The situation in Narva

Issue 4/1993 | Archives online, Fiction, Prose

A short story from Pakosarja (‘Exhaust manifold’, WSOY, 1993)

We went into the building where Voroshilov said the waitress had disappeared. Inside was a big room lined with wooden benches. A tin-clad stove radiated heat. Someone had shut the dampers too early, probably out of meanness; it had that kind of smoky smell.

A corridor led from the room, with a few doors off it. We peered inside, but there was no one to be seen. There was nobody in the entire building. We left.

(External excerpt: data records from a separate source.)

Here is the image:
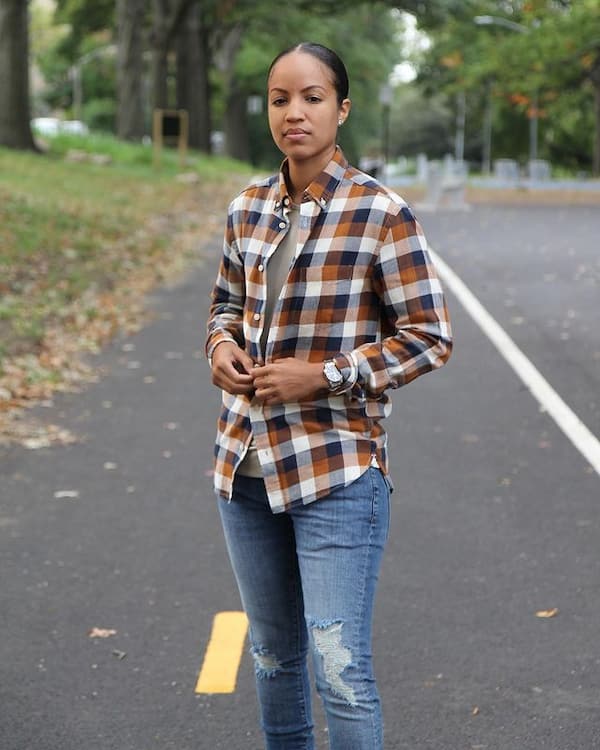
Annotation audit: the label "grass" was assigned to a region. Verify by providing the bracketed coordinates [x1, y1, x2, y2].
[0, 135, 248, 373]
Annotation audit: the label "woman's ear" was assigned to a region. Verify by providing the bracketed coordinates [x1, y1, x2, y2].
[338, 99, 352, 125]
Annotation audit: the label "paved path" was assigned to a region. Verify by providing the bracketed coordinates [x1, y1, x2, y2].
[0, 207, 600, 750]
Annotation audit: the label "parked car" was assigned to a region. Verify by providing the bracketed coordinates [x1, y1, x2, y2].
[31, 117, 90, 136]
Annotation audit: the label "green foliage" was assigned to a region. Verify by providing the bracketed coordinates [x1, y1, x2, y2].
[419, 0, 600, 170]
[390, 85, 453, 159]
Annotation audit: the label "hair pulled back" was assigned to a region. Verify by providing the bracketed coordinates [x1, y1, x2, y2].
[267, 42, 349, 104]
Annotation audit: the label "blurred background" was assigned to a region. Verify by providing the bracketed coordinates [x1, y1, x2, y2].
[0, 0, 600, 178]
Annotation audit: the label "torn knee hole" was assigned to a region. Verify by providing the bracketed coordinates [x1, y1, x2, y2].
[252, 648, 281, 679]
[311, 621, 357, 706]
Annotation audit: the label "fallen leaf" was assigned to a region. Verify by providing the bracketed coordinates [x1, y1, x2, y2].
[535, 607, 558, 618]
[54, 490, 79, 500]
[88, 628, 117, 638]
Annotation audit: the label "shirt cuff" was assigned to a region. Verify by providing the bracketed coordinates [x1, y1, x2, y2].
[333, 352, 358, 393]
[206, 333, 238, 367]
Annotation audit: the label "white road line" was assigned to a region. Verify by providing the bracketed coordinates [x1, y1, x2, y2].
[430, 248, 600, 474]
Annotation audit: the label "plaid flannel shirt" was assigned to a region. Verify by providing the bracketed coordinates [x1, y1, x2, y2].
[206, 148, 452, 512]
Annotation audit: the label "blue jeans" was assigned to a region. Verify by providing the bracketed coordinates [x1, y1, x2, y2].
[219, 468, 389, 750]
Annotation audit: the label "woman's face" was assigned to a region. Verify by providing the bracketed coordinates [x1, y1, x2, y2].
[268, 51, 350, 167]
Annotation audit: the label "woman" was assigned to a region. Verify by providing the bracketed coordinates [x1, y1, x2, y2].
[207, 43, 451, 750]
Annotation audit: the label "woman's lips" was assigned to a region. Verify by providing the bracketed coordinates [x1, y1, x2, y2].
[284, 128, 308, 141]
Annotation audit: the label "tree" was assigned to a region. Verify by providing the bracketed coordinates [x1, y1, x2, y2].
[117, 0, 146, 140]
[0, 0, 35, 150]
[175, 5, 211, 153]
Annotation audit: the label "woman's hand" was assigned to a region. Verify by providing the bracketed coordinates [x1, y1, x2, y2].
[252, 357, 328, 404]
[212, 341, 254, 395]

We walked across the railway yard in what I thought was the direction of the train. We heard the sound of the engine long before we could see anything through the snowstorm. At regular intervals the engine’s pressure valve let off steam. Voroshilov went for a leak. He leaned against the engine’s big back wheel and watered the lever, which had been left in the down position. The liquid ran down the engine’s rounded flank. The snowflakes melted as they fell on to the black casing of the water-tank.

The lowest step of the saloon car was as high as a man’s thigh. It wasn’t intended for mounting from ground level. I looked at Voroshilov trying to climb into the carriage and realised that it simply wouldn’t work. I told him to wait and struggled on to the bottom step, and from there into the doorway. I fetched the conductor, who was stuffing chopped birchwood into the stove. He pulled and I pushed. We got Voroshilov inside.

I took Voroshilov into the sleeping compartment in the hope that he would pass out. He lay down on the coverlet, which was decorated with winged wheels, the old railway­ company logo, but instead of passing out he began to sing.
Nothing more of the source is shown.